Knowledge of Information
by Randy Isaac
The popularity of social media has fueled a surging appetite for information such as the status of our friends both genuine and of the Facebook variety. We sometimes refer to our collection of all information as our knowledge base. Yet we seldom stop and think about the very essence of information. What do we really know about information?
According to James Gleick in his comprehensive book The Information: A History, A Theory, A Flood, the earliest and most enduring definition of information was given by vicar and mathematician John Wilkins in 1641 as “…whatever is capable of a competent Difference, perceptible to any Sense…” In other words, information is any physical state that could be otherwise. For example, a coin lying on a table with heads up could be otherwise by having tails up. Hence, it is one bit of information. If both sides of the coin were identical, then there would be no information. Alternatively, the very presence of the coin on the table constitutes information since it could be absent. The presence or absence of a particle also constitutes information.

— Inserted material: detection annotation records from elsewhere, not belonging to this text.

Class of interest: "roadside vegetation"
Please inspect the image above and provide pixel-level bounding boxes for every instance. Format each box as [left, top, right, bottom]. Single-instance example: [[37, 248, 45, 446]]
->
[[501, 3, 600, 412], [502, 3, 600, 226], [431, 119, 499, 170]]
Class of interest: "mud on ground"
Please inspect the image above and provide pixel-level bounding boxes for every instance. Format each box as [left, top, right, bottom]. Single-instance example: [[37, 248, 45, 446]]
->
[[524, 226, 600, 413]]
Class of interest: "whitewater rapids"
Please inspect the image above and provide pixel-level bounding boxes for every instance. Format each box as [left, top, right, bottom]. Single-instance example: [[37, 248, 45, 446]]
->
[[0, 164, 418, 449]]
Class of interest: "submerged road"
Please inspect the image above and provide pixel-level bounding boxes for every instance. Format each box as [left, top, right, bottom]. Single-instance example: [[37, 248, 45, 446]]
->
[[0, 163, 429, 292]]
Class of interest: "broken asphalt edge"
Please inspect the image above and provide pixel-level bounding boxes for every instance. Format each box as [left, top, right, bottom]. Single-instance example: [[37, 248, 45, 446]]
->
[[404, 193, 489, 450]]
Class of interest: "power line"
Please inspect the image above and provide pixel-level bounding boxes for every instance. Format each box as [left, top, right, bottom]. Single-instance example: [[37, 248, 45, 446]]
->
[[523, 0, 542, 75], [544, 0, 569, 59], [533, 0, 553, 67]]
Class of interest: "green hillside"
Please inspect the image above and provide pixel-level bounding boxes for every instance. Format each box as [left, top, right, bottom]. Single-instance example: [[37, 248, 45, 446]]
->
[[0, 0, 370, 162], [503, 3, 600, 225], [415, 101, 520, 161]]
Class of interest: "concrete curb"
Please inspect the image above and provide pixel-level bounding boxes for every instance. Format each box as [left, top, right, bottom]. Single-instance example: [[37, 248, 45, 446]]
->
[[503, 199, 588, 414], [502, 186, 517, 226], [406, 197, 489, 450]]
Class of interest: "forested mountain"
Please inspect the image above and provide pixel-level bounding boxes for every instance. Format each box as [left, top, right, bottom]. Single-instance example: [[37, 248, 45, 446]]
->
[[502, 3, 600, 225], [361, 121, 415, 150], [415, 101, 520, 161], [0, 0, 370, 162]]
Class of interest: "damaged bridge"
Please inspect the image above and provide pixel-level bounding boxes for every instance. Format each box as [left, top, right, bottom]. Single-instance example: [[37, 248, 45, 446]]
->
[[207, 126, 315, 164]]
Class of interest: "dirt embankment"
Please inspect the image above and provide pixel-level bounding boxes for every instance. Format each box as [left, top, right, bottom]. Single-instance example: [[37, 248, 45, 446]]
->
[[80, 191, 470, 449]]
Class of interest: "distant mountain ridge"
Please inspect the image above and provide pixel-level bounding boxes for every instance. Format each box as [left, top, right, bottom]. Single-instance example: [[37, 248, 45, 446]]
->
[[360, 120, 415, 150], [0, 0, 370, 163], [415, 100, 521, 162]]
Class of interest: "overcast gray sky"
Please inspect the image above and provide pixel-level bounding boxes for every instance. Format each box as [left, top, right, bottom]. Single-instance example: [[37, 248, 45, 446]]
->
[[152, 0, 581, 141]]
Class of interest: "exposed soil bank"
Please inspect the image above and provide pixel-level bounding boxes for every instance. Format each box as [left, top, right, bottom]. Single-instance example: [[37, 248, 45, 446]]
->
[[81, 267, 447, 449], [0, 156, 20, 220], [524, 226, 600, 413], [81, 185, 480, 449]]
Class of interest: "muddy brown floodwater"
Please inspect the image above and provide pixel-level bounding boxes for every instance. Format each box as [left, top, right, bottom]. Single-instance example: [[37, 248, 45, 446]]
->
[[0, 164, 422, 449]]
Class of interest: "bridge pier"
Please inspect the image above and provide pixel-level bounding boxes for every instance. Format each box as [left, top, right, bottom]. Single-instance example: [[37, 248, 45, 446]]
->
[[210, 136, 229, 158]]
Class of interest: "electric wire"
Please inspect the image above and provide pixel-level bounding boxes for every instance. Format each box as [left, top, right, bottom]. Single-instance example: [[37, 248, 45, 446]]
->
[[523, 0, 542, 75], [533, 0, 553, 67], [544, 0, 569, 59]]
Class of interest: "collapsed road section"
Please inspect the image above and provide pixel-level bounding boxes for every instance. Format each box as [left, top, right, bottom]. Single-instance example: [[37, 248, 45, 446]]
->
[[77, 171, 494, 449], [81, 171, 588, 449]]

Information is therefore everywhere. IBM physicist Rolf Landauer stated in 1961 that “information is physical.” Every physical particle in the universe involves information by its existence, all of its properties, and its position and interaction with all other particles. For this reason, physicists see that our universe has far more information than the total number of elementary particles.
However, this perspective of information is a far cry from what we usually think of as information. Most of the information described above is inaccessible, unintelligible and irrelevant to the average person. To bridge the gap we need to turn to the communications engineer.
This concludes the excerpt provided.